The class action has been started because shareholders are alleging that the company neglected to let them know that they had dealings with Philidor Rx Services, a U.S. pharmacy, and as a result they suffered losses.
Further allegations state that Valeant secretly negotiated and bought an option to purchase Philidor back in January 2013. Valeant then united the two companies, but failed to inform the shareholders until October 19, 2015.
Once the announcement of the consolidation of the two companies was made, the price of shares allegedly “dropped considerably.” Apparently, Valeant shares have dropped by a whopping 70 per cent since last August due to supposedly questionable business practices.
The lawsuit was initiated by Toronto based law firm, Koskie Minsky LLP and has been filed in Ontario Superior Court. The suit covers all shareholders who bought shares of the company from between January 1, 2013 to a few weeks ago.
Valeant has since separated itself from Philidor and the company is still working on a response to the new class action.
Tentative settlement reached in Ontario class action for former residents of developmentally disabled institution
What would Tort Tuesday be without some kind of news about a residential facility class action?
A tentative settlement deal has been reached with the province of Ontario in a lawsuit that covers 12 residential facilities for people who were developmentally disabled.
Residents at the Adult Occupational Centre in Edgar, Ontario between the dates of January 1, 1966 and March 31, 1999 are affected by the lawsuit as well as eleven other facilities across Ontario, including in Muskoka and Oro-Medonte Township.
Once again, Koskie Minsky LLP LLP, who is quite pleased with the tentative settlement, is representing the plaintiffs.
The deal is currently tentative, because it’s awaiting court approval. As notice for the class proceeding has already been given to former residents, who are eligible to take part in the lawsuit, the deal requires the court to sign off on it.

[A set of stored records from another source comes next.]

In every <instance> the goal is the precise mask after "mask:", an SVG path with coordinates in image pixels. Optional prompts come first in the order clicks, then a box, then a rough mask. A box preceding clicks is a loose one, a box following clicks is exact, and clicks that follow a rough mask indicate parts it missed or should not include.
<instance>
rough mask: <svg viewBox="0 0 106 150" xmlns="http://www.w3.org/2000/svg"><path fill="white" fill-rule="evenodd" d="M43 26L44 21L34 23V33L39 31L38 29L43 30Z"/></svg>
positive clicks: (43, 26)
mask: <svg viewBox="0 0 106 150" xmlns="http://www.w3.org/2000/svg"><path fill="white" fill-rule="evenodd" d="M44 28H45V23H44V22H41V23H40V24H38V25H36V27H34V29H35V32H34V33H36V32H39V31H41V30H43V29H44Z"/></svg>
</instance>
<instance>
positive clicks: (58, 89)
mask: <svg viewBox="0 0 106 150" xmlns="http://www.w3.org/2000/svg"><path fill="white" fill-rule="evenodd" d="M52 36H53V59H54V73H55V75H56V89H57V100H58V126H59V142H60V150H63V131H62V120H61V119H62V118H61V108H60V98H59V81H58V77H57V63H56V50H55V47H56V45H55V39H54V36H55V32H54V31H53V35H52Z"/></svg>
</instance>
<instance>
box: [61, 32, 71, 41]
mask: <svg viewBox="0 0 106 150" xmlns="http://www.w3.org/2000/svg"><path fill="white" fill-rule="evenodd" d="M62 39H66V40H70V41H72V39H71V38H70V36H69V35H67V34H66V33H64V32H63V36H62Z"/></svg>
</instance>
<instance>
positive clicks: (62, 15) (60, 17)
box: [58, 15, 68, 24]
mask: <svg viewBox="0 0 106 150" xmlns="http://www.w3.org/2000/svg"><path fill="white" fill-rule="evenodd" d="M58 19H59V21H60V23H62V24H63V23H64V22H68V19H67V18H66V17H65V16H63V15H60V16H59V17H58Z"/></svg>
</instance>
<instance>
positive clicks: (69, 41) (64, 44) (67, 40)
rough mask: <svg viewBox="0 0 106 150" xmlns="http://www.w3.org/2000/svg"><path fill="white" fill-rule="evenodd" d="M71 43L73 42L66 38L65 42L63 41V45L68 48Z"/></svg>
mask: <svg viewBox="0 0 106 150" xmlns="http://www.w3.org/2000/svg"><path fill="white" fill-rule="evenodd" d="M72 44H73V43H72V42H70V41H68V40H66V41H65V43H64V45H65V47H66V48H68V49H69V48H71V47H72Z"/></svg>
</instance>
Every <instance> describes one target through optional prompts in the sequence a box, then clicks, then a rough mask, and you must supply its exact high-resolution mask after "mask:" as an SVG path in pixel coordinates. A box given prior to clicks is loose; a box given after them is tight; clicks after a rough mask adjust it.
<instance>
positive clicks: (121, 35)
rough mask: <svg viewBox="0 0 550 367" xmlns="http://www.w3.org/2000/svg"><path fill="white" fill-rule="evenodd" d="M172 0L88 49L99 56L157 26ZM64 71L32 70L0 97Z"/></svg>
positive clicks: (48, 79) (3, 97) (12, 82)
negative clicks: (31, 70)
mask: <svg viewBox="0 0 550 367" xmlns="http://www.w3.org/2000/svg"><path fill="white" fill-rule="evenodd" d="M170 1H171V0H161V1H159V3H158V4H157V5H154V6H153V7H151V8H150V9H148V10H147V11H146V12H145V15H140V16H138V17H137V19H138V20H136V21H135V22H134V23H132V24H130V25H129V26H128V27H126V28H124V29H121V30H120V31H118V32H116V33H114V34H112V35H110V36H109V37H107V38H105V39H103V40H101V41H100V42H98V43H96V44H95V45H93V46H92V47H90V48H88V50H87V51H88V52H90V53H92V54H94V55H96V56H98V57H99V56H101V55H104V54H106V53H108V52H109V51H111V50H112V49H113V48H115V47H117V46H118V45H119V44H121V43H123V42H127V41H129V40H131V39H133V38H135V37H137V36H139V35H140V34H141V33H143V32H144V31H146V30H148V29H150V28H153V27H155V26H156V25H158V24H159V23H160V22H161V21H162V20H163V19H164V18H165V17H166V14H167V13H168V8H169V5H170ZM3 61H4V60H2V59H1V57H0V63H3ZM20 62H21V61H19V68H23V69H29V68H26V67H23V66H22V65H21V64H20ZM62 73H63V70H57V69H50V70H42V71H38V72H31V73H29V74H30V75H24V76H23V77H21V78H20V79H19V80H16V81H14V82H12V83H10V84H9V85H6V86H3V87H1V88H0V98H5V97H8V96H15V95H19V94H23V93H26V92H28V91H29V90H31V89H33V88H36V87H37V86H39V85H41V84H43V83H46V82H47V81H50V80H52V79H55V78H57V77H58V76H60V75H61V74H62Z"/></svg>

The province, on its part, says that if this settlement deal went through, it would provide eligible residents with a way to claim compensation. The process would be overseen by former Supreme Court Justice Ian Binnie and assessed by an independent claims administrator.
Volkswagen troubles continue
Oh Volkswagen, you can’t seem to catch a break.
Volkswagen, which is facing a slew of class-action lawsuits, put together a compensation package for North America, including Canada, which has Europe up in arms.
See: Tort Tuesday: Winnipeg lawyer files class action against VW
Apparently in North America, there is a no-strings compensation package in the amount of $1000 being offered for Audi owners, to which European owners of Audi aren’t entitled.
VW’s reasoning is that in North America there are less than half a million cars, but if the same compensation package were to be offered in Europe, VW would lose another $8.5 billion…in Euros not dollars. Ouch.
However, Europeans VW owners are frustrated over the lack of compensation being offered. VW has said it will not offer this type of compensation to its European customers.
Could Volkswagen possibly face a lawsuit due to this compensation scheme? Only time will tell.
VW has said that these compensation packages are offered freely and not to persuade people away from legal action against the company.